For whenever some high thought comes to us, and we put it away; whenever some nobler conception of duty and life is revealed to us, and we are unfaithful to it; whenever between two courses of action we choose the baser, and turn away from the nobler, then we are doing what the traitor did when he took the sop. And whenever any of us are brought in contact once more with the message of salvation in Jesus Christ, and dismiss it lightly, or yield to it partially, or forget it when we go out again into the world, then I know not whether of the two is the more guilty, the man who did not know what he was doing when he betrayed the Christ, or the man who, by neglecting His message from heaven, "crucifies the Son of God afresh, and puts Him to an open shame."

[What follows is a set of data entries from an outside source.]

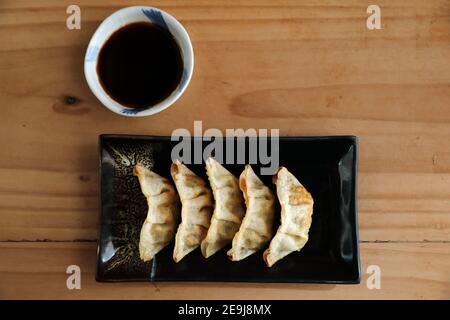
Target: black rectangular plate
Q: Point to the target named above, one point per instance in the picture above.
(326, 166)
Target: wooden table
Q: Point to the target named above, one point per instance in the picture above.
(305, 68)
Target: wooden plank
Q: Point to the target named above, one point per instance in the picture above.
(37, 270)
(304, 68)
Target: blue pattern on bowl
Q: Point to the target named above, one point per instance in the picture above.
(92, 53)
(156, 17)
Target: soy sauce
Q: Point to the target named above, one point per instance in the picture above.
(140, 65)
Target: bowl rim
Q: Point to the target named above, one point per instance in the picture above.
(90, 66)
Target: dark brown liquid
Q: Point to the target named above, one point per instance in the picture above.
(140, 65)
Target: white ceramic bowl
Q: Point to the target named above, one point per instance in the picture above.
(118, 20)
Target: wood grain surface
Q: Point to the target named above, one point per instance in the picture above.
(305, 67)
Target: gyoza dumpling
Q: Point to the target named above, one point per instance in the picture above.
(256, 227)
(296, 217)
(196, 209)
(163, 213)
(228, 211)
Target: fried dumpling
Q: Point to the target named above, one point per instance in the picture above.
(196, 209)
(228, 210)
(163, 213)
(256, 228)
(296, 217)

But turn, before I close, to the other thought that lies here. We have seen that in Judas there is an eminent instance of the strange and wicked steeling of the will against the love of God. Mark the consequences of that steeling—" Satan entered into him." Why? Because he had not let Christ enter into him. Shutting the door against the love of Christ opens the door for the devil. Where Christ is not, Satan is, and "brings seven other spirits, and they enter in and dwell there, and the last of that man is worse than the first." Every appeal to the conscience that is put aside makes the next appeal less likely to succeed. You fire a shell against an earthwork; that brings down the face of the earthwork and makes debris which guards the core of it against the next shell. A man may be so casehardened by his own resistance as that conscience cannot drive its lance through the tenacious surface. Every base choice makes subsequent noble choices less likely. Every time that a man is brought into contact with Jesus Christ, and fails to yield full obedience and trust, that man is less likely ever to yield. Something the giving of the sop did. If it did not melt, it hardened. There is no ice so tough, so slippery, as ice which is melted on the surface by the few hours of the winter sun, and then locked again in the bonds of the frost when night falls. Half-melted hearts frozen again are frozen harder than ever.

We are accustomed to think of Judas as almost outside the pale of sympathy. Dante puts him alone in hell, shunned and loathed even there. But he was no monster, and he became what he was, and did what he did, by yielding to ordinary temptations and ordinary motives. What his motives may have been is a problem. He was with Jesus Christ, and he was not made better thereby; therefore he was made worse. He companied with the Teacher and Lover of souls; and he did not learn the teaching or accept the love, and therefore he hated Him that gave them both. As for his guilt, it is in better hands than ours. As for his fate, we had better imitate the reticence of the Apostle who said: "He went to his own place," the place that he was fit for, wherever that was. As for his growth in sin, let us remember that he reached the goal by a path that we may all take, and that it culminated when he did what we may all do, accepted the token of Christ's love, and rejected the love that gave the token. Therefore, "Satan entered into him." "And having received the sop, he went out, and it was night"; himself carrying a blacker night in his black heart. May we learn the lesson, and accept the love, so that we may be not of the night, or of darkness, but the children of light, and of the day!